A linear regression is model based on the computation of the weighted sum of all the input features: 

$$
\hat{y} = \theta_0 + \theta_1 x_1 + \theta_2 x_2 + \cdots + \theta_n x_n
$$

where: 

+ $\theta_k$ are the weights attributed to each feature $x_k$.
+ $\hat{y}$ is the predicted target variable (the hat means prediction).
+ $\theta_0$ is the bias

objective: the goal of the linear regression is to *find* the correct values for all the parameters $\theta_k$, such that we realize the best predicitions $\hat{y}$.

**Matrix Notation**

In general, we prefer to use linear algebra to write these equations as it is more concise: 
$$
\hat{y} = \theta^T x
$$

where: $\theta^T = [\theta_0, \theta_1, (\cdots), \theta_n]$.  
note that $x_0 = 1$ to preserve the bias.

**Training the Model**

To train the model, we want to minimize the errors we are making, i.e. we want to minimizes the distance between $y$, the target variable, and $\hat{y}$, the predicted target variable. How can we do this? Well, once we have the correct intuition, the answer is quite straightforward. Since we aim to minimize the divergence of $\hat{y}$ from $y$, we select a **loss function** (e.g. the MSE) and we find the vector (the parameters or weights) that minimizes it. Therefore, the optimization problem we face is the following (the MSE is convenient since it is a convex function): 
$$
MSE(\mathbf{X}, h_\theta) = \frac{1}{n} \sum_{i=1}^{n} (\theta^Tx^{(i)} - y^{(i)})^2
$$
where $h_{\theta}$ is the hypothesis for $\theta$.

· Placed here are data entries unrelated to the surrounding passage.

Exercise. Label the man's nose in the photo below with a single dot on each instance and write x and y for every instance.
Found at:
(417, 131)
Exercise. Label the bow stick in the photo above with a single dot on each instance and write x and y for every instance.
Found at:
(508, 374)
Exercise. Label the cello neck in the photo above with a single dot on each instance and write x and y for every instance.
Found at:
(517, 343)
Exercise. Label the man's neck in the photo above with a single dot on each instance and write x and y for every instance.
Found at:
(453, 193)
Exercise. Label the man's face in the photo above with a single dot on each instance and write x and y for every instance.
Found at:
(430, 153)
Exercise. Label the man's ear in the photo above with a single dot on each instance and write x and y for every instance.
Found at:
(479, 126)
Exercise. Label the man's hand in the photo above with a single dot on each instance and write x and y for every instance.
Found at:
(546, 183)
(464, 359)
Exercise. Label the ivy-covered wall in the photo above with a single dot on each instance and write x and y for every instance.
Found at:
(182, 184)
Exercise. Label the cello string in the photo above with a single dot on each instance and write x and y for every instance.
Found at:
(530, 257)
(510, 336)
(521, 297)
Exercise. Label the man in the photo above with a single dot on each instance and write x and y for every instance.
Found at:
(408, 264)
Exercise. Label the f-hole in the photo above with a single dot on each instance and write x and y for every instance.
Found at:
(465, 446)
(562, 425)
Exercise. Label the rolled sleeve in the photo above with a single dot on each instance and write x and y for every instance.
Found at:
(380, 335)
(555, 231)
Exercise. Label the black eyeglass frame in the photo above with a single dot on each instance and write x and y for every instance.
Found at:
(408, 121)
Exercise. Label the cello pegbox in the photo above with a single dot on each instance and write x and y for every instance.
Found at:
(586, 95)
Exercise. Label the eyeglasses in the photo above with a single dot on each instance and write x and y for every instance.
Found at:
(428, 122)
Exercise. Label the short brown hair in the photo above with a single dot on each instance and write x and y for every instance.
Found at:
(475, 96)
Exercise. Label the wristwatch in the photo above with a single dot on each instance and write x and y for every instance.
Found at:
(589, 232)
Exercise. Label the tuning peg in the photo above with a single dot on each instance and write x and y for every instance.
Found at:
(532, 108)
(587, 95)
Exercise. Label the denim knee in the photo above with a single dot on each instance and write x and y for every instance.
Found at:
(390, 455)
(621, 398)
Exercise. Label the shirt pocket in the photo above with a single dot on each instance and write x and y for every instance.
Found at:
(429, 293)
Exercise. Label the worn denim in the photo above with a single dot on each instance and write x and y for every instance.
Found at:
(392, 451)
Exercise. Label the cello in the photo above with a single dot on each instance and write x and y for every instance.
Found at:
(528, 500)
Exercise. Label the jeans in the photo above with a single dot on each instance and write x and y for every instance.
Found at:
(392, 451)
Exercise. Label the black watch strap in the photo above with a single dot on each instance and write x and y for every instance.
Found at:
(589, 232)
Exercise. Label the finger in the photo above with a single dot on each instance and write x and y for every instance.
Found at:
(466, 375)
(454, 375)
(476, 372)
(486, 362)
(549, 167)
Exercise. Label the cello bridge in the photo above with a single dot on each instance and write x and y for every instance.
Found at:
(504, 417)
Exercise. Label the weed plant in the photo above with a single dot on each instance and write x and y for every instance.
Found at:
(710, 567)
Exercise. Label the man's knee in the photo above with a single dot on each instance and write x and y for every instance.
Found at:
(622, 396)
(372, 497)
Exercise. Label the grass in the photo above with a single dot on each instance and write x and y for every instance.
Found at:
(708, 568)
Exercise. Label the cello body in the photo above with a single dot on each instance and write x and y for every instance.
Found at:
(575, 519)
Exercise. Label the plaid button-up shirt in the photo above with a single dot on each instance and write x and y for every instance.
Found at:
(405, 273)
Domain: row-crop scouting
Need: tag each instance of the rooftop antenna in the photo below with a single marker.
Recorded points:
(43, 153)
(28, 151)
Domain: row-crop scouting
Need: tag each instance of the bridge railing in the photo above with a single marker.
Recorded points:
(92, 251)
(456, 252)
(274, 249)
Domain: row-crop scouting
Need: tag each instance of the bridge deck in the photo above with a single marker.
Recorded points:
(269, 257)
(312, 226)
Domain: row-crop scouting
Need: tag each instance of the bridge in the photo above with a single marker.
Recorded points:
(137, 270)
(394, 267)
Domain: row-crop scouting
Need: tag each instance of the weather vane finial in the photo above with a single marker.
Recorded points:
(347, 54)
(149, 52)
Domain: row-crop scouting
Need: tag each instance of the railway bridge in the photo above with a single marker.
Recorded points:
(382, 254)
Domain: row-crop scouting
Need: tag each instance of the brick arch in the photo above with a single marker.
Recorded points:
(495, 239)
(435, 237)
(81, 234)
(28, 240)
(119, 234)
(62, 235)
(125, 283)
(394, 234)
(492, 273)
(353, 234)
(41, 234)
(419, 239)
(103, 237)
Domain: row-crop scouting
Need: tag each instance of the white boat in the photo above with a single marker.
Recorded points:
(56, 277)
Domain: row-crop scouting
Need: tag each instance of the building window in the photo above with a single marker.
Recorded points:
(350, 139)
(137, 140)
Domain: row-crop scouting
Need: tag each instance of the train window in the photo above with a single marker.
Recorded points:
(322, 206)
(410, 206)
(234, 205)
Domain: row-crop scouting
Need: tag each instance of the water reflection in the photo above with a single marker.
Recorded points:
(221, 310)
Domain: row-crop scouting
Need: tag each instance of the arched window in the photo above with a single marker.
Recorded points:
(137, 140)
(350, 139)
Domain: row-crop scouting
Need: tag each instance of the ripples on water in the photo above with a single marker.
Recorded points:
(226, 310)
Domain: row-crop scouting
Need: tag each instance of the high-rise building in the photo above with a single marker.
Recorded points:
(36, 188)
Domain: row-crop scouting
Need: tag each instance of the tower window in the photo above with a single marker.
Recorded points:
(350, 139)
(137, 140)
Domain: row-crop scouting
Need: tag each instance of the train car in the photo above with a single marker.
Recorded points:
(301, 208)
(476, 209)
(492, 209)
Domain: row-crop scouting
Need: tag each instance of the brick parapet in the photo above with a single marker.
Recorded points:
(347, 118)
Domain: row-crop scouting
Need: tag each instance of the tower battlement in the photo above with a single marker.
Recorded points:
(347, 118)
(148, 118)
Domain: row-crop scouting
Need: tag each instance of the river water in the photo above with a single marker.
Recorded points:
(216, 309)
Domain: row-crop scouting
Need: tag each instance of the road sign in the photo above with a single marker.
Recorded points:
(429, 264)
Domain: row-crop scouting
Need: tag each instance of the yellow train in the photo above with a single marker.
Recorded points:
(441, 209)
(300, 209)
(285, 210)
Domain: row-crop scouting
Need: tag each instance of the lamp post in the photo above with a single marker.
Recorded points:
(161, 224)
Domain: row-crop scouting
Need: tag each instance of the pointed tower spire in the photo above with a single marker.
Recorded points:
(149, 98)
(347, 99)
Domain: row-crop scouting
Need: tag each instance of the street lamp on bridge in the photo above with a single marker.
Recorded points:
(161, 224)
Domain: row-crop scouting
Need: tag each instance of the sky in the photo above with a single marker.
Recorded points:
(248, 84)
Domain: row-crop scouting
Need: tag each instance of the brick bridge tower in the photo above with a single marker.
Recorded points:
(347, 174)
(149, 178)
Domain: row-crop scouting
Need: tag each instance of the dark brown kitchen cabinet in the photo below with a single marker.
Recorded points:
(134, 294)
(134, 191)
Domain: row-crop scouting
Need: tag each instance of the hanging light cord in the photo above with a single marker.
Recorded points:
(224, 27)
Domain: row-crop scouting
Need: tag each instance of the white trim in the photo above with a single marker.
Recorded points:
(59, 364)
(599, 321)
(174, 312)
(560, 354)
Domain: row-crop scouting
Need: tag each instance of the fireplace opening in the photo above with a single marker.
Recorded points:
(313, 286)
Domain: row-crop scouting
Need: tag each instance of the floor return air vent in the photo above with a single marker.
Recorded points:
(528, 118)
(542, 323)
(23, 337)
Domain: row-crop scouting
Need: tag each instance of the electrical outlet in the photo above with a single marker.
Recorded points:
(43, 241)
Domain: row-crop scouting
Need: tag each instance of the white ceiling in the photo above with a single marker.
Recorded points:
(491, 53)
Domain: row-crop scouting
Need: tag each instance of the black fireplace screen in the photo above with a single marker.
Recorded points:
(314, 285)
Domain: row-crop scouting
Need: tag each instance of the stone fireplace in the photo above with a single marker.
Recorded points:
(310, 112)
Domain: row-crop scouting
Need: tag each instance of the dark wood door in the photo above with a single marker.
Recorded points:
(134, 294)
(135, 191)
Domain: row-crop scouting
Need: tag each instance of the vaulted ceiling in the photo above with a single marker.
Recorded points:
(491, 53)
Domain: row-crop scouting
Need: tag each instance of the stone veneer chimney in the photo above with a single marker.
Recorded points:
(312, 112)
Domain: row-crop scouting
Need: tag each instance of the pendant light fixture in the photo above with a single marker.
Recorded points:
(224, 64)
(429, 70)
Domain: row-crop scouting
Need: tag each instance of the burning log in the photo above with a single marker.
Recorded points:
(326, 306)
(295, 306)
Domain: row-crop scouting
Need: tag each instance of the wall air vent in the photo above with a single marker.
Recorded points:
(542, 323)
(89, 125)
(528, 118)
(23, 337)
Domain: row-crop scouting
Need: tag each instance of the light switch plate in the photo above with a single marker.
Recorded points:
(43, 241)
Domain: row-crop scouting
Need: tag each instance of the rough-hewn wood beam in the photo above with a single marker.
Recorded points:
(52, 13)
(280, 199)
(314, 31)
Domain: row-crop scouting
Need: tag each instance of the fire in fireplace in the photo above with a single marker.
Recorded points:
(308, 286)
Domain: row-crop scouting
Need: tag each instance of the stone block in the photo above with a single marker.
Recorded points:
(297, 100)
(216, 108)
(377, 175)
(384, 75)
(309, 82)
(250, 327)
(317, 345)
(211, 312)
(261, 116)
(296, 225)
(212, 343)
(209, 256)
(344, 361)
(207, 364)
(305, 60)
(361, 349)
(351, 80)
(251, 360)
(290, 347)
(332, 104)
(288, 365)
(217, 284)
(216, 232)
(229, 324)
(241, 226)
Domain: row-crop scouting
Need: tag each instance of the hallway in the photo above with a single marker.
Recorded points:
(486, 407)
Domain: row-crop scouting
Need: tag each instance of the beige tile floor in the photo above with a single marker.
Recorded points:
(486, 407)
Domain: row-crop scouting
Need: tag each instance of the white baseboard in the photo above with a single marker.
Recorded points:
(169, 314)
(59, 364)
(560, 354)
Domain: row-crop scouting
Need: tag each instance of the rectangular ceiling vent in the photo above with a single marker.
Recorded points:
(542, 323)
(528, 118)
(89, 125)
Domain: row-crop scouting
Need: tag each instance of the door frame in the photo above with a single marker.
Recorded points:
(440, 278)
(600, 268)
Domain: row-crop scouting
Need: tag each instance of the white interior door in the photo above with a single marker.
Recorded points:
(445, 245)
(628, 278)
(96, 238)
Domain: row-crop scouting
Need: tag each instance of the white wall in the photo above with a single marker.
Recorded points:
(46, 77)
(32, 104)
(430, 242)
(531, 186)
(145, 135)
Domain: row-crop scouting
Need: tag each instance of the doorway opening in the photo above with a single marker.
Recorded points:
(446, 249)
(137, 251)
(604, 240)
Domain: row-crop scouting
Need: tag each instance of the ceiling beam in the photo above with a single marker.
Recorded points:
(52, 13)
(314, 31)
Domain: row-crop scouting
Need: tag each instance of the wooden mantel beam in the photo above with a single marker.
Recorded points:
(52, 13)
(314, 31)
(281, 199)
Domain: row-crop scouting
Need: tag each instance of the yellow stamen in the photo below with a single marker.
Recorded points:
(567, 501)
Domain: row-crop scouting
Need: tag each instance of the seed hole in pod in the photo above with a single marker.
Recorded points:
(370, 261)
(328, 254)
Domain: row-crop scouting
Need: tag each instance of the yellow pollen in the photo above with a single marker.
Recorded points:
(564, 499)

### 1.2. The Normal Form Equation

**Solving the Optimization Problem**  

To proceed, we first rewrite our problem in matrix notation: 
$$
\text{mse} = \frac{1}{n} (\mathbf{X}\theta - y)^2
$$
where: 
+ $n$: number of observations 
+ $m$: number of features available for predictions
+ $\mathbf{X}$: feature matrix $(n \times m)$
+ $\theta$: paramter vector $(m \times 1)$ 
+ $y$: target variable vector $(n \times 1)$

$$
\text{MSE} = \frac{1}{n} (X\theta - y)^T (X\theta - y)
$$

Expanding the expression:
$$
\text{MSE} = \frac{1}{n} \left( \theta^T X^T X \theta - y^T X \theta - \theta^T X^T y + y^T y \right)
$$

Since $ (y^T X \theta)^T = \theta^T X^T y $, we have:
$$
\text{MSE} = \frac{1}{n} \left( \theta^T X^T X \theta - 2 \theta^T X^T y + y^T y \right)
$$

Gradient of MSE with respect to $ \theta $:
$$
\nabla_\theta (\text{MSE}) = \frac{1}{n} \left( 2 X^T X \theta - 2 X^T y \right)
$$

Setting the gradient to zero for optimization:
$$
\frac{1}{n} \left( 2 X^T X \theta - 2 X^T y \right) = 0
$$

simplifying:
$$
X^T X \theta = X^T y
$$

Solution for $\theta$:
> $$
> \hat{\theta} = (X^T X)^{-1} X^T y
> $$


This is the **normal equation** or the closed form solution for finding the estimated parameters vector $\hat{\theta}$.